If there were still survivors aboard, separated by more than 900 years of cultural and technological drift, they would need to be approached with cautious grace. Her spine crawled with excitement at the thought, as if the universe had unfurled to give flesh to her dreams.

When they had told her about the probes, she’d thrown every ounce of social capital she had to get the Reclamation Society’s nomination, abandoning the last of her studies. She’d been the one to propose the theft of her mother’s ship, the Mithra, and she and Goetsch had arranged to patch the ship’s entity, Mithradates, in secret. In the end, they were the only possible crew. She bent and twisted the world to deliver them to this moment.

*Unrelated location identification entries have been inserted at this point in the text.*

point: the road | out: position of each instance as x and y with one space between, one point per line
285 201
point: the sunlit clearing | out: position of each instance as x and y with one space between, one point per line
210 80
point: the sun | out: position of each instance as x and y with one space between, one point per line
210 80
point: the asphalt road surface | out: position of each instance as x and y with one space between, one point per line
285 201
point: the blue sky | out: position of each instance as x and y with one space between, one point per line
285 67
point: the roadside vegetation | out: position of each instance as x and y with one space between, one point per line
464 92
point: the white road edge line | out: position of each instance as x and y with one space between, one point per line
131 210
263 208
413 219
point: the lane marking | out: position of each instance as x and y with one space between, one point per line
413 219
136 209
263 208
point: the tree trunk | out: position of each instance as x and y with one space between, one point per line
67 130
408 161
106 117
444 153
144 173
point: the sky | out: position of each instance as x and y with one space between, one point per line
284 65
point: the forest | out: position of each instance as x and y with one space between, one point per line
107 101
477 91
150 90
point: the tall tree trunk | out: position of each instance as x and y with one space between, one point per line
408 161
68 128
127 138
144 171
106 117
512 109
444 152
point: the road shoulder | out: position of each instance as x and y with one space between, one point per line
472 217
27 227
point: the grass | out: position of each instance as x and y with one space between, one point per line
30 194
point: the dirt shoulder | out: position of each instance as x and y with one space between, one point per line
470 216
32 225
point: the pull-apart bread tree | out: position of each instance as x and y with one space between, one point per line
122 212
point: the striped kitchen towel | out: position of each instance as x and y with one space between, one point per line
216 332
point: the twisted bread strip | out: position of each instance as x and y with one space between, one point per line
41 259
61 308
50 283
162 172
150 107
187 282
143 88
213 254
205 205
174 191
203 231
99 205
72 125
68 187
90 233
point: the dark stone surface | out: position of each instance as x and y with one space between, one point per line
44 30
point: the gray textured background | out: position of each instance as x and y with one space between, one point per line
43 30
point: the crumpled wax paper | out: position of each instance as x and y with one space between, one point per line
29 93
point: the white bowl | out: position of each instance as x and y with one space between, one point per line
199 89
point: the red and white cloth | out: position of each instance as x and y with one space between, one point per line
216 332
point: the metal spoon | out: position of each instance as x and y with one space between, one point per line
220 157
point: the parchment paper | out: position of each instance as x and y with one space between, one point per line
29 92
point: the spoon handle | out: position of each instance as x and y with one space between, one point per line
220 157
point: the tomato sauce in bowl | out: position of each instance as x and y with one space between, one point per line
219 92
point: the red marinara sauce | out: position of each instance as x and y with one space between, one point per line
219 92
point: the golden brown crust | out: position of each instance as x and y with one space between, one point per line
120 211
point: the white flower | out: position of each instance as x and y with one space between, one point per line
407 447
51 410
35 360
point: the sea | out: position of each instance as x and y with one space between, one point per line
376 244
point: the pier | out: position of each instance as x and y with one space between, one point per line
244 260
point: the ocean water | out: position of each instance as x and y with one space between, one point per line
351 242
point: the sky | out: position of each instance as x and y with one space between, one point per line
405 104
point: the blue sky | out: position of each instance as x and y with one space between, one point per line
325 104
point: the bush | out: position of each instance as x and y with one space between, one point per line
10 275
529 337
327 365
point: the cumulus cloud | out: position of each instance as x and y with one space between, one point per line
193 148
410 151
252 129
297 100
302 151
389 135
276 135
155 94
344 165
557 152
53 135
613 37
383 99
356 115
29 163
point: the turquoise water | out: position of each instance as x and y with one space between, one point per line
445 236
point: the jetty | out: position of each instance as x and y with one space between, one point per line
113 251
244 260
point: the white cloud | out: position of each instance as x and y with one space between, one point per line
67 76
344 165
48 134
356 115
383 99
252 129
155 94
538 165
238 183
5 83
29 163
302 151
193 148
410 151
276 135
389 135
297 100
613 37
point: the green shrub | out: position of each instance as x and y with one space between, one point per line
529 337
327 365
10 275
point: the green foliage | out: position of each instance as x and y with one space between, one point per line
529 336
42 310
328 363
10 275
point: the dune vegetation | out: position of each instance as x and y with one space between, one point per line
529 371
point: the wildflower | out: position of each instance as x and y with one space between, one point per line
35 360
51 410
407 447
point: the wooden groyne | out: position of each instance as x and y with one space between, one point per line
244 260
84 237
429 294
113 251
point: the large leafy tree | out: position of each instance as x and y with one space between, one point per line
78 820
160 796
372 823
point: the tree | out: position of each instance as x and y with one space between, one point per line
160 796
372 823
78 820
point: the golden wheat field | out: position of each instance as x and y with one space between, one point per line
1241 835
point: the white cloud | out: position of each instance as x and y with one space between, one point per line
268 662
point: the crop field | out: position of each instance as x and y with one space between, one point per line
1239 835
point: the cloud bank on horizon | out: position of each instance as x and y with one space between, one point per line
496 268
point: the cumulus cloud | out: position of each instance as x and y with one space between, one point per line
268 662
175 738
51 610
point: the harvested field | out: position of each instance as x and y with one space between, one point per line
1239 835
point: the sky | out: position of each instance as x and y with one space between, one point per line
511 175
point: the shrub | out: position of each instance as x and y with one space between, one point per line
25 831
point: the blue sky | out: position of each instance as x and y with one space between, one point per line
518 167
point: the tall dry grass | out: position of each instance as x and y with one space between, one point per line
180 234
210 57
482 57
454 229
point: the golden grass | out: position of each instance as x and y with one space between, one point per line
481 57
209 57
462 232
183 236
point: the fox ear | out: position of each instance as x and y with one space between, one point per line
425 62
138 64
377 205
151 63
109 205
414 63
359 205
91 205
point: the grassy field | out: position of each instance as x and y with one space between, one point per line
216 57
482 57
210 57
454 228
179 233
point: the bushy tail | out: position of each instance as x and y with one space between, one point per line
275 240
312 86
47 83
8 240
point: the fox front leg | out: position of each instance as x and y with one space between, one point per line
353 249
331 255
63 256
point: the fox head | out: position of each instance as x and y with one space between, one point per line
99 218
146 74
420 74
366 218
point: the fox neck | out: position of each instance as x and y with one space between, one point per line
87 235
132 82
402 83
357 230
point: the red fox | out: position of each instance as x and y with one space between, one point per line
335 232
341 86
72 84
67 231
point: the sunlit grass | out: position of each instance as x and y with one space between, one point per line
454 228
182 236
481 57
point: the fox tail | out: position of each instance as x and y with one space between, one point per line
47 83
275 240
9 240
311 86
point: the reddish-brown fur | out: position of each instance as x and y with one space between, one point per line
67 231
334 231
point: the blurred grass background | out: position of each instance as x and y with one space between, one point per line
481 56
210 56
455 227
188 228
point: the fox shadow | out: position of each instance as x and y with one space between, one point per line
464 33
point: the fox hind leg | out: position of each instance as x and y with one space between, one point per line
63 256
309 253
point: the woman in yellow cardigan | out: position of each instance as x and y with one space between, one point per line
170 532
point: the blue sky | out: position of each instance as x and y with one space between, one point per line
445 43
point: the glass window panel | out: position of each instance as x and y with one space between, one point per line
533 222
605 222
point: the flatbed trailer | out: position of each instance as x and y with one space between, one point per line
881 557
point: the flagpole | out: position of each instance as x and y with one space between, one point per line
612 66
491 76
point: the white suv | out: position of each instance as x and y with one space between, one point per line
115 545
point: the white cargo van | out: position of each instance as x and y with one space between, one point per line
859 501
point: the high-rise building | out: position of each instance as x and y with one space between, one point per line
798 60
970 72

More sounds, ringing steel this time, as Mithradates tells her the rest of the crew are awake and ready to begin. With his new software, he vibrates with excitement, almost as eager as her to begin. A third tone, hollow wooden chimes, and Mithradates paints new information in the air above the Odin and the Yggdrasil. Her brow furrows. The numinous excitement that suffused her since her selection fades into the background. She leans closer to confirm what Mithradates is showing her.

Around the great sphere of the Yggdrasil drifts a cloud of objects, an accretion disc of ablative armor shrapnel from a thousand years of micrometeorites, drifting screws and abandoned tools, and corpses. Thousands of frozen corpses, lashed by ropes. Loops and whorls of the dead sketching glyphs and geometric shapes drift around the ghost ship, held close by the Yggdrasil’s gentle gravity.